Sheikh Fahad noted net profit of the Bank for 2021 stood at QR704m after taking additional extraordinary provision during the year for further caution. At the same meeting, the BOD has decided to present a recommendation to the General Assembly to distribute cash dividends to shareholders for an equivalent of 7.5 percent of the paid up capital or QR0.075 per share.
The Board also approved the Agenda of the Ordinary and Extra Ordinary General Assembly Meeting of the Bank's shareholders, including the call for the Ordinary and Extra Ordinary General Assembly of the Shareholders for a meeting on March 14, 2022, and in the event the quorum is not met, a second meeting will be held on March 23, 2022.

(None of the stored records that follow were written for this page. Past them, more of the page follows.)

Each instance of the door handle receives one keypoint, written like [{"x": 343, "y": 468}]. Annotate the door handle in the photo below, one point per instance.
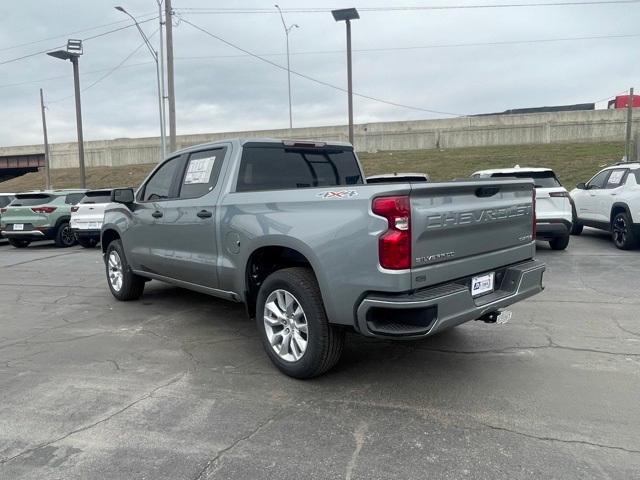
[{"x": 204, "y": 214}]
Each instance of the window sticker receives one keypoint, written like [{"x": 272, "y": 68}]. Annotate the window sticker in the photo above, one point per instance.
[
  {"x": 616, "y": 177},
  {"x": 199, "y": 170}
]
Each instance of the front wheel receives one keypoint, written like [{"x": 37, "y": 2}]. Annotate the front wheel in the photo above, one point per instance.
[
  {"x": 622, "y": 232},
  {"x": 560, "y": 243},
  {"x": 123, "y": 283},
  {"x": 293, "y": 324},
  {"x": 65, "y": 236},
  {"x": 17, "y": 243}
]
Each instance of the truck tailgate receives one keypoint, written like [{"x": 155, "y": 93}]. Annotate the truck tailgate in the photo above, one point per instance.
[{"x": 463, "y": 228}]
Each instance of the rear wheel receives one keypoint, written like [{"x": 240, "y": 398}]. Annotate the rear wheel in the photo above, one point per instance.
[
  {"x": 65, "y": 236},
  {"x": 560, "y": 243},
  {"x": 123, "y": 283},
  {"x": 16, "y": 242},
  {"x": 88, "y": 242},
  {"x": 622, "y": 232},
  {"x": 295, "y": 331}
]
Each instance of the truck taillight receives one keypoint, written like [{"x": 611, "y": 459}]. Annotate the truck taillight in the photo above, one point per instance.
[
  {"x": 394, "y": 245},
  {"x": 533, "y": 215},
  {"x": 44, "y": 209}
]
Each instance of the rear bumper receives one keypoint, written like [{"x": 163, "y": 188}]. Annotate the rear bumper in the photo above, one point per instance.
[
  {"x": 434, "y": 309},
  {"x": 551, "y": 228}
]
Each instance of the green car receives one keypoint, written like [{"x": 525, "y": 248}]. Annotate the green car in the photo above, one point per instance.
[{"x": 42, "y": 215}]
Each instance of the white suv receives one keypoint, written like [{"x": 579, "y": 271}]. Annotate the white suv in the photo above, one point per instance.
[
  {"x": 554, "y": 214},
  {"x": 87, "y": 217},
  {"x": 611, "y": 201}
]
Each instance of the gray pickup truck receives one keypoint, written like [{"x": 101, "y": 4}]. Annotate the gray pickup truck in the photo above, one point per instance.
[{"x": 292, "y": 230}]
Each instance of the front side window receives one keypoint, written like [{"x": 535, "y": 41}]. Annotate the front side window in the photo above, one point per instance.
[
  {"x": 282, "y": 168},
  {"x": 599, "y": 181},
  {"x": 159, "y": 185},
  {"x": 73, "y": 198},
  {"x": 97, "y": 196},
  {"x": 31, "y": 199},
  {"x": 616, "y": 178},
  {"x": 201, "y": 173}
]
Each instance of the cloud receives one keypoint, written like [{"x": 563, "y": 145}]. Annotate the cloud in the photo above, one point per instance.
[{"x": 226, "y": 91}]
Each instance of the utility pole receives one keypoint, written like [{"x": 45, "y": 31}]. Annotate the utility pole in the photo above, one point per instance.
[
  {"x": 76, "y": 84},
  {"x": 627, "y": 144},
  {"x": 170, "y": 84},
  {"x": 46, "y": 143},
  {"x": 349, "y": 81}
]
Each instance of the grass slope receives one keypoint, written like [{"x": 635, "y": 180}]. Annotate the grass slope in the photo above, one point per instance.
[{"x": 573, "y": 163}]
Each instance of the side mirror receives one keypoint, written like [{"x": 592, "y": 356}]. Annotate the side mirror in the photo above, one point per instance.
[{"x": 123, "y": 195}]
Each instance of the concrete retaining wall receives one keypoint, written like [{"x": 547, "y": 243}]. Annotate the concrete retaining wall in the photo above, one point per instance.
[{"x": 489, "y": 130}]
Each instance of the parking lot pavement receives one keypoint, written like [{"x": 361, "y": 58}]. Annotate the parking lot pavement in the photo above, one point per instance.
[{"x": 176, "y": 385}]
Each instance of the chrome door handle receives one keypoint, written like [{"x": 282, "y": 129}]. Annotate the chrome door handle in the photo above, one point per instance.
[{"x": 204, "y": 214}]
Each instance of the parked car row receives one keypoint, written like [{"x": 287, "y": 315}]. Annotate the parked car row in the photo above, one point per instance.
[{"x": 66, "y": 216}]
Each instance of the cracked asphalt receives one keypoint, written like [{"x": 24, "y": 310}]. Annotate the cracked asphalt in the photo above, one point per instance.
[{"x": 176, "y": 385}]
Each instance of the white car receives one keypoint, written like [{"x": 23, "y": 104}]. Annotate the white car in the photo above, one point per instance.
[
  {"x": 87, "y": 216},
  {"x": 611, "y": 201},
  {"x": 554, "y": 215}
]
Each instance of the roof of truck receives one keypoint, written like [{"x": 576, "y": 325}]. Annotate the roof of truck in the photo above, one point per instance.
[
  {"x": 516, "y": 169},
  {"x": 289, "y": 142}
]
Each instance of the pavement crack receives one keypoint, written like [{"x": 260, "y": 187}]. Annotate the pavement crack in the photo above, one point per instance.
[
  {"x": 204, "y": 472},
  {"x": 560, "y": 440},
  {"x": 359, "y": 437},
  {"x": 94, "y": 424}
]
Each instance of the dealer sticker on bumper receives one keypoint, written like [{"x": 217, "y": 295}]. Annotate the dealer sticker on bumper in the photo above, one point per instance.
[{"x": 482, "y": 284}]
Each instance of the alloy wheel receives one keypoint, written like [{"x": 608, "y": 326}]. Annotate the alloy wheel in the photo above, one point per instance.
[
  {"x": 285, "y": 325},
  {"x": 115, "y": 271}
]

Sheikh Fahad also stated that Doha Bank's net interest income significantly grew by 11.4 percent compared to the previous year to reach QR2.6bn. Net operating income stood at QR3.1bn, registering a growth of 5.8 percent compared to the previous year. Total assets amounted to QR101.1bn as at December 31, 2021. Net loans and advances reached QR62.7bn by the end of December last year. The Bank's investment portfolio reached QR25.1bn, while Customer deposits stood at QR50.4bn as at December 31, 2021.
The Chairman also declared that the total shareholder's equity by the end of 2021 reached to QR14.3bn, while earnings per share stood at QR0.16, with the return on average shareholders' equity at 5.2 percent and the return on average assets at 0.69 percent.

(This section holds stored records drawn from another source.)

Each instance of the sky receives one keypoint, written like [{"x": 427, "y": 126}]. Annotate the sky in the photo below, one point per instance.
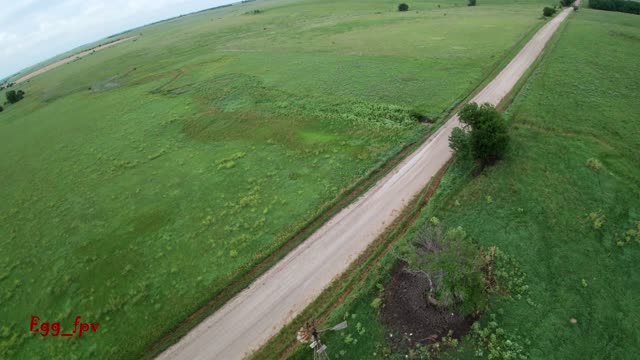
[{"x": 32, "y": 31}]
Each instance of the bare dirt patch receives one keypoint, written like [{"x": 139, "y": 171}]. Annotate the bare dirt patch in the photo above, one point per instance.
[{"x": 409, "y": 316}]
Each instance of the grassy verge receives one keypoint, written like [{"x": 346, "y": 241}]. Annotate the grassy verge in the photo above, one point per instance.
[
  {"x": 282, "y": 344},
  {"x": 537, "y": 204},
  {"x": 147, "y": 176}
]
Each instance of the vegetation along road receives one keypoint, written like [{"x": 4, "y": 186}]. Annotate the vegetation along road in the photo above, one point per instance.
[{"x": 260, "y": 311}]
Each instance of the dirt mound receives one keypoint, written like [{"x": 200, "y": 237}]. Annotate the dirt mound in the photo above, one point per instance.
[{"x": 411, "y": 318}]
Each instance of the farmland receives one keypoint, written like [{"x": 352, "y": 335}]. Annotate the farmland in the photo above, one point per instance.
[
  {"x": 139, "y": 180},
  {"x": 564, "y": 202}
]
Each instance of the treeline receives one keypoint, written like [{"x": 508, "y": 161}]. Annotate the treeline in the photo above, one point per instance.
[{"x": 627, "y": 6}]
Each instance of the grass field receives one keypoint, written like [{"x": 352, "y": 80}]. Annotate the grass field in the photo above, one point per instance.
[
  {"x": 579, "y": 104},
  {"x": 137, "y": 181}
]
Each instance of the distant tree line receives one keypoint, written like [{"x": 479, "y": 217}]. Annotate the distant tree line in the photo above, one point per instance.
[
  {"x": 14, "y": 96},
  {"x": 626, "y": 6}
]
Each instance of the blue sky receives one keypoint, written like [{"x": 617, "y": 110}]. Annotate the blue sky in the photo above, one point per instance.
[{"x": 35, "y": 30}]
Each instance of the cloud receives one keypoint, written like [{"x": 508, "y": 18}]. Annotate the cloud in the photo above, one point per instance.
[{"x": 35, "y": 30}]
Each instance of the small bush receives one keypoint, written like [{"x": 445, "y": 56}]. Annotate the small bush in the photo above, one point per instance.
[
  {"x": 626, "y": 6},
  {"x": 14, "y": 96},
  {"x": 485, "y": 135}
]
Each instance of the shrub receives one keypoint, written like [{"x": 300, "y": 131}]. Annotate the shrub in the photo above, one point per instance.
[
  {"x": 484, "y": 137},
  {"x": 452, "y": 261},
  {"x": 597, "y": 220},
  {"x": 548, "y": 11},
  {"x": 626, "y": 6},
  {"x": 14, "y": 96},
  {"x": 594, "y": 164}
]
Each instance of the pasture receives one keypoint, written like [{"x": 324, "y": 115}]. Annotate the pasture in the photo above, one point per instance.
[
  {"x": 137, "y": 181},
  {"x": 564, "y": 202}
]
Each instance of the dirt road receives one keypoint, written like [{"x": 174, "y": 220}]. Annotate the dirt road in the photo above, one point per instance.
[
  {"x": 260, "y": 311},
  {"x": 69, "y": 59}
]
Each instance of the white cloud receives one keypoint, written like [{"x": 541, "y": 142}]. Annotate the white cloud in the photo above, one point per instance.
[{"x": 35, "y": 30}]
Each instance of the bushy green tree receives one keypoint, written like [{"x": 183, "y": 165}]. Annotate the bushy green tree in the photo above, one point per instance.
[
  {"x": 453, "y": 264},
  {"x": 484, "y": 136}
]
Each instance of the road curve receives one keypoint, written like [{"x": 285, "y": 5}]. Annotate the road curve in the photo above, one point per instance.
[{"x": 256, "y": 314}]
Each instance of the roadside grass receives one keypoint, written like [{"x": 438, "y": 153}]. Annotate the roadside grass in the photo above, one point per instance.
[
  {"x": 563, "y": 203},
  {"x": 139, "y": 180}
]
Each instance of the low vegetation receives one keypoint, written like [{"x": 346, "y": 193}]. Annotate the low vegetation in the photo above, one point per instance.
[
  {"x": 148, "y": 176},
  {"x": 563, "y": 201},
  {"x": 483, "y": 137},
  {"x": 626, "y": 6},
  {"x": 14, "y": 96}
]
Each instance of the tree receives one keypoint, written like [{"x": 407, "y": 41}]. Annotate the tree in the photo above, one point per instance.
[
  {"x": 14, "y": 96},
  {"x": 484, "y": 136}
]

Sheikh Fahad added that the audited financial statements, declared net profit, distribute cash dividends to shareholders for QR0.075 per share for an equivalent of 7.5 percent of the paid up capital are all subject to the approval of the concerned regulatory authorities and the General Assembly of the Shareholders. He added that the Board of Directors and the Executive Management will work together to achieve the objectives that are outlined in the Bank's strategy for the coming five years.